Picture of a judge's wigThis Is Not A BLOG!Picture of a judge's wig



Date: 27/11/19

"The Tombstone Of My Enemy Has Been Vandalised"

Photo of Clive James

Clive ( Vivian) Leopold James
Author, critic, broadcaster, poet
b. 7 October 1939, d. 24 November 2019

Anyone with any degree of cultural awareness will have come across some aspect or another of the work of Clive James.

From the heights of criticism for an array of reputable journals, via his verse (both light and serious), through his televsion documentaries and to the shows which introduced us to the dizzyingly varied delights of Sylvester Stallone's mother, Margarita Pracatan and the sight of Japanese game-show contestants having boiling oil (or something equally humiliating) poured over them, he filled just about every niche there was to inhabit in popular culture (in the same way that his friend Jonathan Miller - whose death was announced on the same day as James' was - did much the same in more exalted realms of artistic endeavour).

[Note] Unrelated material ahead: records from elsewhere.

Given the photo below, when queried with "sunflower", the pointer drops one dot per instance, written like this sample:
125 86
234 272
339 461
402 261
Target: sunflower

I think I first encountered him on television in the late 1970s, when - alongside Russell Harty and Janet Street-Porter - he presented the late-night end-of-the-week chat show Saturday Night People for ITV, in the days when the commercial broadcaster was willing to look slightly radical once in a while.

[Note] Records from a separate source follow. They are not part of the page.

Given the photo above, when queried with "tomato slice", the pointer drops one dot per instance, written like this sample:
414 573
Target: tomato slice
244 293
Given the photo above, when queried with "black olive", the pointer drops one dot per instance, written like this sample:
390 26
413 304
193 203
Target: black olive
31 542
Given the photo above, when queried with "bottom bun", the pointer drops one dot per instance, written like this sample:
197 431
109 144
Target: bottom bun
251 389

But my real introduction to the man and his style came from borrowing from Wrexham Library his collections of television criticism first published in the Observer between 1972 and 1982. Everyone knows about his ability to create arresting - if unsettling - images in words of some performer or another: describing Schwarzenegger (in his body-builder days) as looking like a condom full of walnuts, say; or the ridiculous North Face of Barbara Cartland as resembling a chalk cliff into which two crows had crashed. But he could also be warm towards genuine battiness, as he was when describing the dog-trainer Barbara Woodhouse, whose apparent eccentricities he perceived as utterly authentic.

He could just as often be ascerbic, however: his full-on disgust at the way in which old Nazis (such as Albert Speer) and their followers (such as Oswald Mosley) were given air-time to try to justify their conduct or ingratiate themselves with the public came under James' relentless scorn; his views of the far left were no less biting, seeing it as a betrayal by unthinking obsessive ideological puritans of the slightly left-of-centre view with which he had always sympathised.

In all these modes, he was seldom less than entertaining, and could be poetic even when describing something quite ludicrous, such as a delayed space launch, where he speculated that the onboard computer - whose wayward behaviour was holding up the proceedings - was at first too busy cataloguing old 78 rpm records and then too engrossed in counting the stars.

Sensing in 1982 that he was in danger of ending up reviewing one of his own increasingly frequent appearances on the medium, he gave the job up. It is mildly interesting to speculate as to whether anyone could do it that way today, or indeed whether it would be worth anyone trying to do it at all, so etiolated has television become in our multi-choice paradise where what talent there is is spread thinner than the margarine in old Blue Band commercials.

His television career flourished thereafter, but brought some of his weaknesses to the fore. In his chat-shows at least, he seemed to be forever trying to stifle his laughter at his own jokes, and some of his running jokes went on for so long that they became winded old nags out of whose misery one hoped they would be put; one of his end-of-the-year shows had a repeated reference to 'Yasmin Arafat' which was only slightly amusing the first time, but had become as predictable as an Israeli air attack on Gaza by the end of the programme - and with much the same effect on at least one viewer.

His documentaries, however, had more depth to them (probably as a result of his having had more time to ponder over what he wanted to say), and were not without their wit; going up in a light aircraft with San Francisco 49ers' tight end Russ Francis, James commented that the experience proved to him that a tight end was something he didn't have.

His 'serious' programmes and series were well written and well presented - if sometimes with too great an element of the sententious. Being an auto-didact in most disciplines beyond the English literature he had studied at Sydney and Cambridge, he had a tendency to be a show-off with what he had gleaned from his admittedly thorough reading and to be censorious towards any political idea too far beyond the comfort zone of a white Western liberal. At his best however, with such as Fame In The 20th Century, he could succeed in pulling together apparently disparate events and people to show us a common pattern and be genuinely illuminating to the viewer.

Clive James retreated from television for much the same reason as he removed himself from writing about it; in order to prevent the whole experience becoming self-referential for the producer and the consumer of the product alike. He devoted the rest of his life to the written word (with occasional excursions into radio), to his criticism and his verse.

It has to be said that much of his 'comic' verse - especially from the 1970s - and some of the lyrics he wrote for Pete Atkin suffered then - and suffer even more so today - from the impression of having been written by a first-year undergraduate trying to please his seniors; but his deeper work - especially in later life - repays careful attention.

Although he wasn't as multivalent as Jonathan Miller, Clive James made a strong and visible impact on many areas of culture, and his best work will continue to enlighten and entertain us for as long as people wish to partake of either state.